The settings menu includes many options, including the following options:
- Enable or disable the notification bar.
- Position the bar at the top or bottom of the page.
- Make the notification bar sticky so that it remains in place as a visitor scrolls or choose to display the bar after a visitor has scrolled a certain amount of space down the screen.
- Configure bar height, styling, offset from the top of the screen, and set the bar to close automatically after a set time period.
- Only display the notification bar to guests or to users with specific priviledges.
- Set up a start and end date during which the notification bar should be displayed.
If you’re looking for a dead-simple notification bar to display a short message and link, look no further.
After activation of WP Notification Bar look for the new Notification Bars menu option in the site admin menu.
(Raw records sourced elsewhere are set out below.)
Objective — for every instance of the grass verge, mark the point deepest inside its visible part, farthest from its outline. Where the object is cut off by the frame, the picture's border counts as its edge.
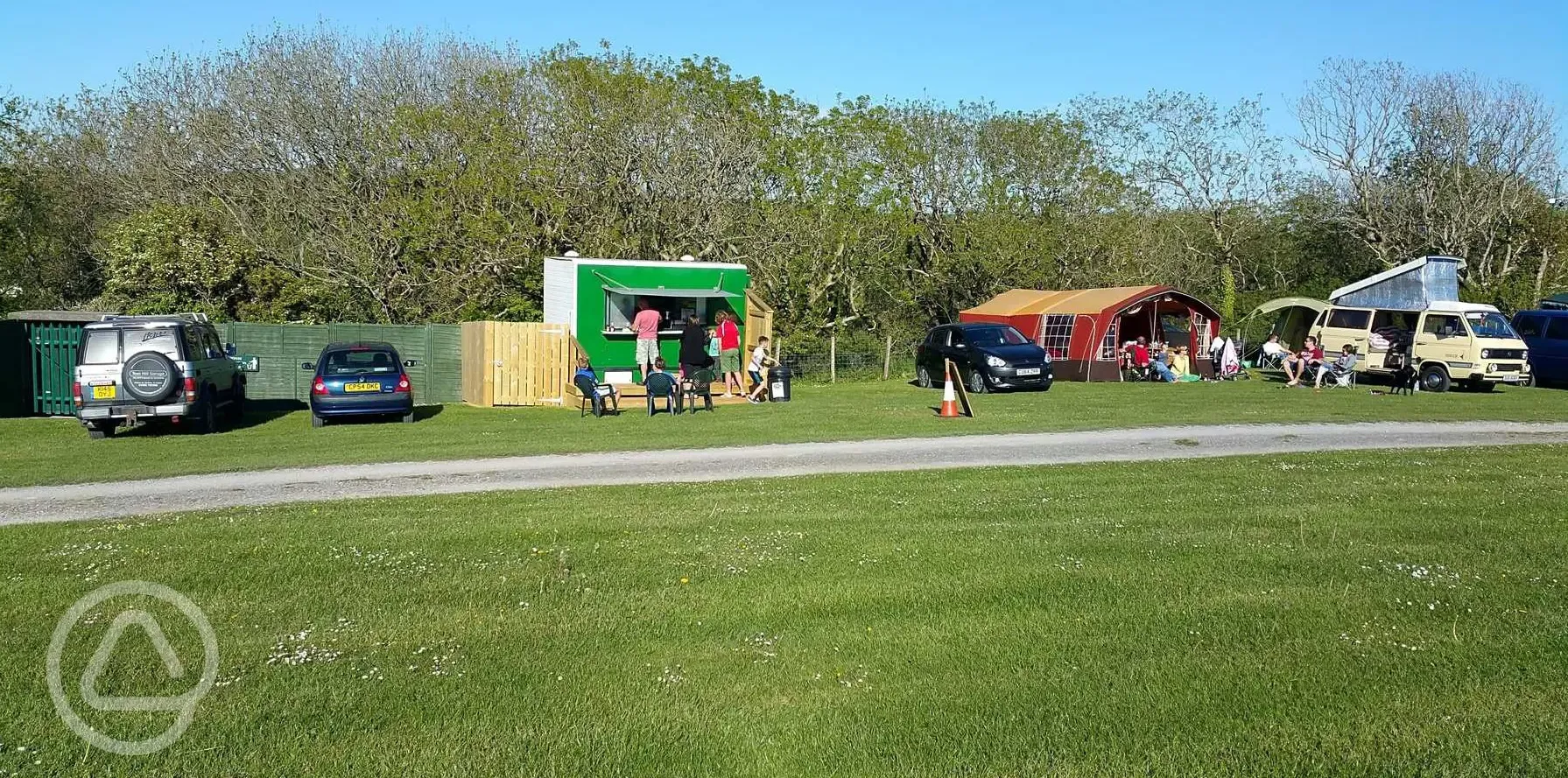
(57, 451)
(1167, 619)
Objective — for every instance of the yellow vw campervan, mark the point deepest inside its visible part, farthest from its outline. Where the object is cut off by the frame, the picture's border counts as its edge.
(1411, 316)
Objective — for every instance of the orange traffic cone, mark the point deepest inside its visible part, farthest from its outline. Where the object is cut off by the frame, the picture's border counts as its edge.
(949, 399)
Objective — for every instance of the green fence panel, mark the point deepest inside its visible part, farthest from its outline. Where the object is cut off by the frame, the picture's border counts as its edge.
(53, 360)
(438, 378)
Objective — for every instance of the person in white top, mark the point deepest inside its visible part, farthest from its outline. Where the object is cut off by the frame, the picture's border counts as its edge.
(1272, 346)
(759, 360)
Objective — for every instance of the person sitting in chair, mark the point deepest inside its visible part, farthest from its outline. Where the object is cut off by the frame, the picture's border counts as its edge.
(601, 391)
(1342, 364)
(1297, 364)
(1161, 362)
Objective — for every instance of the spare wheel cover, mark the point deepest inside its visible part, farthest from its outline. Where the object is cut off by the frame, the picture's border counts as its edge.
(150, 377)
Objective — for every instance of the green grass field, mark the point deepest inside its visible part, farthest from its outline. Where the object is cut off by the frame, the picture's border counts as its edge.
(57, 451)
(1187, 619)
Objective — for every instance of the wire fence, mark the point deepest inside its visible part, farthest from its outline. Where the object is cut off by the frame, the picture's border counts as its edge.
(860, 358)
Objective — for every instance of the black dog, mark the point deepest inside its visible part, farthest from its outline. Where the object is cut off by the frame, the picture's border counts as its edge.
(1403, 380)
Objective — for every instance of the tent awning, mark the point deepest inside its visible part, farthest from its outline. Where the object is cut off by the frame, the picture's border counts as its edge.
(1288, 302)
(1032, 302)
(671, 292)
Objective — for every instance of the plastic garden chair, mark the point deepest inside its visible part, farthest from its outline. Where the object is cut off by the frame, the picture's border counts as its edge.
(662, 385)
(590, 396)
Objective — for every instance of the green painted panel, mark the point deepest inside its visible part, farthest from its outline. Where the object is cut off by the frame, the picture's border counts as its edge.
(281, 348)
(620, 350)
(52, 369)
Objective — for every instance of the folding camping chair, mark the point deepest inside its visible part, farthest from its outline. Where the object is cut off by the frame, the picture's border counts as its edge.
(1336, 377)
(698, 385)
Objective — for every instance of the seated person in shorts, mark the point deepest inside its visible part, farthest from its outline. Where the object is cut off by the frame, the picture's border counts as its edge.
(1308, 360)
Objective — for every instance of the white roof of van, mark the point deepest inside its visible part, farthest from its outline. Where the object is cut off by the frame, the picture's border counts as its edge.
(650, 263)
(1454, 306)
(1388, 275)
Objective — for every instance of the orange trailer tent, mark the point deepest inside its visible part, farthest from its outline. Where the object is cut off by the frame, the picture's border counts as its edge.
(1084, 328)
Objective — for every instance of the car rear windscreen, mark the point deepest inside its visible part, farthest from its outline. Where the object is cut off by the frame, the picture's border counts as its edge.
(101, 347)
(164, 340)
(356, 362)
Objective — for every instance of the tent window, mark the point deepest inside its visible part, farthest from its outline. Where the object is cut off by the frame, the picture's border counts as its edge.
(1200, 325)
(1107, 346)
(1056, 333)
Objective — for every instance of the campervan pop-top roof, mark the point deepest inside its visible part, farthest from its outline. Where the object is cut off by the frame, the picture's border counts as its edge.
(1413, 286)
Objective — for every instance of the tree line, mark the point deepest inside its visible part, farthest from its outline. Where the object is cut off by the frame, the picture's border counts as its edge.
(314, 176)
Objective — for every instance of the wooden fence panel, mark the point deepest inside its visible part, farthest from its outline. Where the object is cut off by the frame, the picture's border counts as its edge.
(517, 362)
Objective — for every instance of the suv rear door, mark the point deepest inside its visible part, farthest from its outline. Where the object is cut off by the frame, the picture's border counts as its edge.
(212, 364)
(99, 366)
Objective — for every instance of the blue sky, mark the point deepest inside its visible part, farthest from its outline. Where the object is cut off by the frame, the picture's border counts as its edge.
(1015, 53)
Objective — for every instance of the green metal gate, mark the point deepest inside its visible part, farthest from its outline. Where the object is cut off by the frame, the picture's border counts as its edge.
(53, 360)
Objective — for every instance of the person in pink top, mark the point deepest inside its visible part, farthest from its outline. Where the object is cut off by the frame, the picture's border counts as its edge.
(729, 352)
(646, 326)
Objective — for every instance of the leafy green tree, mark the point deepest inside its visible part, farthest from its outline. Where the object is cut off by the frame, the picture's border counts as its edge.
(172, 257)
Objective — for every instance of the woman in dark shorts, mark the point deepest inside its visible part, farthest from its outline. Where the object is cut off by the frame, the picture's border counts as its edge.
(693, 347)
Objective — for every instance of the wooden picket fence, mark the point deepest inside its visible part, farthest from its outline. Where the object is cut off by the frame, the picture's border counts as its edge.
(517, 362)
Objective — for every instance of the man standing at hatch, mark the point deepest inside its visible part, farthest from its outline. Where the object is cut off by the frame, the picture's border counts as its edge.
(729, 352)
(646, 326)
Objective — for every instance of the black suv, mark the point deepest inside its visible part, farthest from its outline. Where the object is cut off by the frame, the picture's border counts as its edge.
(988, 356)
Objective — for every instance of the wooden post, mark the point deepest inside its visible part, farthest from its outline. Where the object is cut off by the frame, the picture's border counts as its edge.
(833, 358)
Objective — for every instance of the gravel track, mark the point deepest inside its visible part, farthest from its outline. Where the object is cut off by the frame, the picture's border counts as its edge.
(97, 501)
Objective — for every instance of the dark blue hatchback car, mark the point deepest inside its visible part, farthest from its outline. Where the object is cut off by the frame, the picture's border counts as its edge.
(360, 380)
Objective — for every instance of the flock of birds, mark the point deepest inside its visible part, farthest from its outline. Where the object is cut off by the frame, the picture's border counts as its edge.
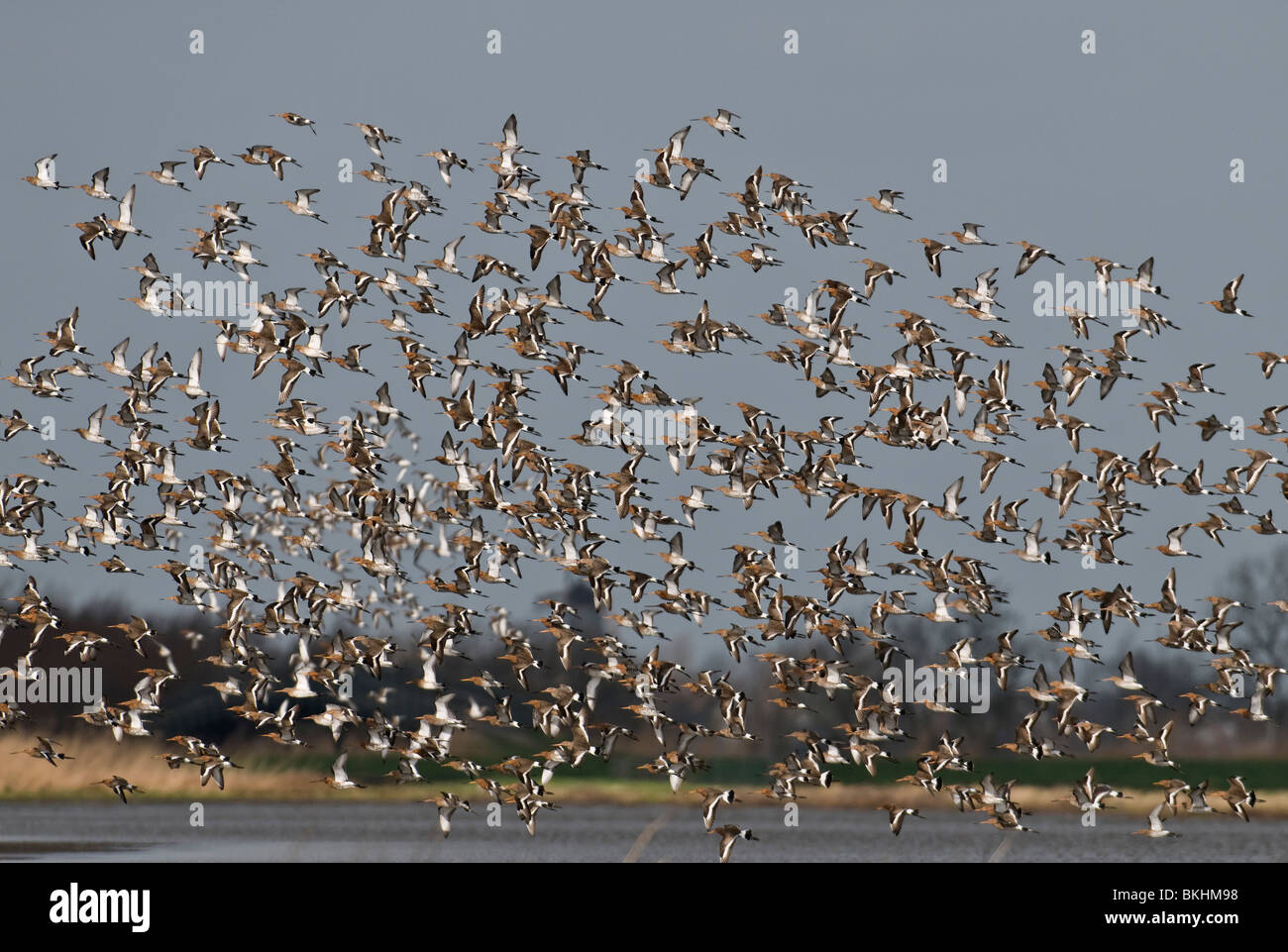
(335, 479)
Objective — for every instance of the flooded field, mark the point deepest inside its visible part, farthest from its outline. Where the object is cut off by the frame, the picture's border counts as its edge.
(408, 832)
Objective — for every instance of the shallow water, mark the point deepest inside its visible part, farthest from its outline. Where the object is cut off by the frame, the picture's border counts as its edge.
(408, 832)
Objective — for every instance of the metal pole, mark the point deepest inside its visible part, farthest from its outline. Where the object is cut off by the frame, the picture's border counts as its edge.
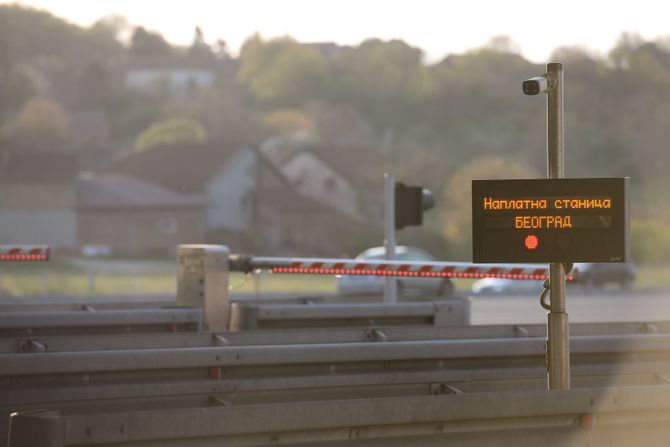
(558, 338)
(390, 285)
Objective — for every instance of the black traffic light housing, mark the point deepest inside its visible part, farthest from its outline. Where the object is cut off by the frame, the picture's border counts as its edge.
(410, 203)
From there you can control basic notification bar settings such as colors, font size, and width.
In addition, fields are provided in which to enter a text notification, link text, and a link URL. A few limited settings provide the ability to limit display of the notification bar based on whether pages, posts, or the homepage are being viewed. Finally, you can also limit display of the notification bar to visitors reaching the site from Google or from Facebook for highly targeted messages.
If you want to display a timed message, with full control over the styling of the notification bar, this plugin from WP Fruits is worth considering.
Activation of this plugin adds a new Notification Bar top-level menu item. From the one-page settings menu, you can control whether the notification bar is displayed at the top or bottom of the web page as well as the number of milliseconds during which the notification bar should be displayed. Other options include full control over the color scheme and the ability to provide a custom message and link text.
The free version of this plugin does include a link to WP Fruits Notification Bar Pro in the top lefthand corner of the notification bar. If you want to remove that link you will need to purchase the Pro version of the plugin.
There you have it. Eight different ways you can add a notification bar to your WordPress website that will help you achieve your conversion goals.
So, what’s the next step?
Before you jump into trying out some of these tools, take a few minutes to think through the goal you want to achieve with a notification bar. What is it you hope to accomplish?
- Do you want to add email subscribers?
- Do you want to drive traffic to a product landing page?
- Do you want to let users know about an important announcement?
It’s important to know what you want to accomplish before you start trying to figure out how to do it. Settle on your conversion goals, and then take the time to see if one of the tools we’ve presented can help you accomplish what you’ve set out to do.